En application combinée des articles 1907 du code civil, des articles L. 313-1, L.313-2 et R. 313-1 du code de la consommation, le taux conventionnel doit, comme le taux effectif global, être calculé sur la base de l'année civile de 365 jours dans tout acte de prêt consenti à un consommateur ou à un non-professionnel.

Le calcul des intérêts sur la base d'une année de 360 jours peut être sanctionné s'il génère un surcoût entraînant une erreur dans l'évaluation du TEG indiqué dans l'offre, lequel doit être calculé en tenant compte, notamment, des intérêts.

Il résulte des articles L. 312-33 et R. 313-1 du code de la consommation que la mention dans l'offre de prêt d'un TEG erroné est sanctionnée exclusivement par la déchéance du droit aux intérêts, en totalité ou dans la proportion fixée par le juge, et ce, uniquement lorsque l'inexactitude du taux entraîne, au regard du taux stipulé, un écart supérieur à une décimale venant au détriment de l'emprunteur (puisque le TEG est calculé par rapport au taux de période avec une précision d'au moins une décimale selon l'article R. 313-1), inexactitude qu'il appartient à ce dernier de démontrer, en application de l'article 9 du code de procédure civile (en ce sens, par exemple : Civ. 1re, 5 juin 2019, pourvoi n° 18-11.459, 18-23.497, Civ. 1re, 11 mars 2020, pourvoi n° 19-10.875).

Or, les appelants n'allèguent ni ne démontrent l'existence d'une telle erreur dans le calcul du TEG à raison du calcul des intérêts.

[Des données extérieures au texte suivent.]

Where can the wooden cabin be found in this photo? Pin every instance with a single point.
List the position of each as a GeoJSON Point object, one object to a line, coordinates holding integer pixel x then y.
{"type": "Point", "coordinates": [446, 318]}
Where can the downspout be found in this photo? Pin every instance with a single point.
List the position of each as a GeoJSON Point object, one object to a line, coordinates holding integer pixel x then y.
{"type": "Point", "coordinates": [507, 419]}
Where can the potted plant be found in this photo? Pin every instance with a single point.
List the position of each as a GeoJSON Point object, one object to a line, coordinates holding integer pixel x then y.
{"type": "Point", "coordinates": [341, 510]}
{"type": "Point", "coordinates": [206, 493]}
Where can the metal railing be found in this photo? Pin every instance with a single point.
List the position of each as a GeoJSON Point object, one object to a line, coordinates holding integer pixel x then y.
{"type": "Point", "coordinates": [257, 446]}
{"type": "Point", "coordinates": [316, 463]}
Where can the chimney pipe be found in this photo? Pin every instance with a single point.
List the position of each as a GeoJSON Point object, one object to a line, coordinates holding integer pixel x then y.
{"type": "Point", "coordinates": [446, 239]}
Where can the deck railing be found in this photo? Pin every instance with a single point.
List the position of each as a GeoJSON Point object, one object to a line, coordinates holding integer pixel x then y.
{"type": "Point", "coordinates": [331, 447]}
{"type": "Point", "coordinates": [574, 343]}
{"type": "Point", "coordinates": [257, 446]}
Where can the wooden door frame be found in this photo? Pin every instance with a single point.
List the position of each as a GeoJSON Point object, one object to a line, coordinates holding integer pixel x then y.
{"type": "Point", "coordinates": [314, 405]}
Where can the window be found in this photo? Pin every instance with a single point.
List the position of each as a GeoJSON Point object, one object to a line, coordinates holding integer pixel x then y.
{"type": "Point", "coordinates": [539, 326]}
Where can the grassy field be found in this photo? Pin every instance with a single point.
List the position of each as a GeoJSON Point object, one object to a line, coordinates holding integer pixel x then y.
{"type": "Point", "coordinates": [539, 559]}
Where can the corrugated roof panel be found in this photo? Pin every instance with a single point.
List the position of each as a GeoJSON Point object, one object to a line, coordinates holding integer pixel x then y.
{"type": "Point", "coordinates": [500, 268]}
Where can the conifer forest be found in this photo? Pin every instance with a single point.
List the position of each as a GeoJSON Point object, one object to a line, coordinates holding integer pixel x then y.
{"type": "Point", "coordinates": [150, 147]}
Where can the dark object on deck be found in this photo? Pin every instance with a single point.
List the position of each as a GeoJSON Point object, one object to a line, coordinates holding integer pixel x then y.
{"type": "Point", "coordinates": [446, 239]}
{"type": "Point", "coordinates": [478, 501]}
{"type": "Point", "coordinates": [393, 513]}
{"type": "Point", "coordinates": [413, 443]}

En conséquence la demande principale, comme la demande subsidiaire de déchéance du droit aux intérêts, doivent être rejetées.

 

Sur les demandes accessoires :

Le jugement déféré est confirmé en ses dispositions relatives aux dépens et à l'article 700 du code de procédure civile.

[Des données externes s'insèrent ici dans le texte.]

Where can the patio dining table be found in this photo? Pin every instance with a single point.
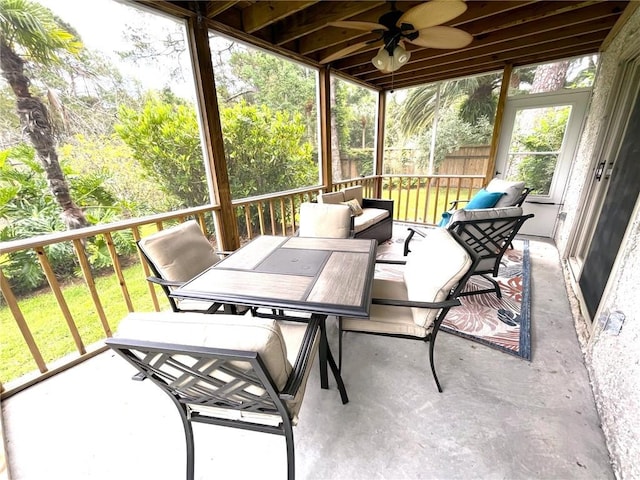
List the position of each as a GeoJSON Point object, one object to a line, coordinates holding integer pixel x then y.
{"type": "Point", "coordinates": [317, 276]}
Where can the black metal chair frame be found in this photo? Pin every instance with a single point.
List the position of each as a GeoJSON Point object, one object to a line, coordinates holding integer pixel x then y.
{"type": "Point", "coordinates": [488, 238]}
{"type": "Point", "coordinates": [518, 202]}
{"type": "Point", "coordinates": [445, 306]}
{"type": "Point", "coordinates": [157, 279]}
{"type": "Point", "coordinates": [196, 389]}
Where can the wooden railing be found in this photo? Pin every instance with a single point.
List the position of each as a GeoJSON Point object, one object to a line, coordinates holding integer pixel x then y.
{"type": "Point", "coordinates": [272, 214]}
{"type": "Point", "coordinates": [417, 199]}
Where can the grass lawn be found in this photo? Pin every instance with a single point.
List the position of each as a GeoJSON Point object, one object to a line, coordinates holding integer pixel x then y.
{"type": "Point", "coordinates": [49, 328]}
{"type": "Point", "coordinates": [414, 205]}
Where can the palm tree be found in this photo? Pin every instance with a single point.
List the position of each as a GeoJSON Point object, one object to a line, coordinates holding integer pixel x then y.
{"type": "Point", "coordinates": [31, 29]}
{"type": "Point", "coordinates": [475, 93]}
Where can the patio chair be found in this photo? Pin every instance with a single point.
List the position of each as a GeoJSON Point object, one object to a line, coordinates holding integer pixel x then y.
{"type": "Point", "coordinates": [176, 255]}
{"type": "Point", "coordinates": [488, 233]}
{"type": "Point", "coordinates": [325, 220]}
{"type": "Point", "coordinates": [234, 371]}
{"type": "Point", "coordinates": [415, 306]}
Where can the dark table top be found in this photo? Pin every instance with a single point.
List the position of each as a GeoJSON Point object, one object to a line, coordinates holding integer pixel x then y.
{"type": "Point", "coordinates": [317, 275]}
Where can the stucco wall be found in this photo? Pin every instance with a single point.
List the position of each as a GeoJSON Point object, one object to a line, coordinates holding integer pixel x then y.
{"type": "Point", "coordinates": [613, 360]}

La SCI Kennedy 117, M. X. et Mme Y. qui succombent en leur appel sont condamnés aux dépens d'appel dont distraction au profit de la Selarl Cabinet Adekwa conformément aux dispositions de l'article 699 du code de procédure civile. Il n'y a pas lieu d'allouer une indemnité supplémentaire au titre des frais irrépétibles.

 

DISPOSITIF (décision proprement dite)                             (N.B. : mention ne figurant pas sur l’original)

PAR CES MOTIFS :

La cour statuant par arrêt contradictoire ;

Confirme le jugement en toutes ses dispositions ;

Y ajoutant ;

Déclare la SCI Kennedy 117 recevable en sa demande de substitution des intérêts à raison du caractère abusif de la clause afférente aux intérêts intercalaires mentionnée à l'offre de prêt du 20 avril acceptée par elle le 3 mai 2007 ;

Rejette la demande de la SCI Kennedy 117 de substitution des intérêts à raison du caractère abusif de la clause afférente aux intérêts intercalaires mentionnée à l'offre de prêt du 20 avril acceptée par elle le 3 mai 2007 ;

Rejette les demandes plus amples ou contraires ;

Condamne la SCI Kennedy 117, M. X. et Mme Valérie S. aux dépens d'appel dont distraction au profit de Selarl Cabinet Adekwa conformément aux dispositions de l'article 699 du code de procédure civile.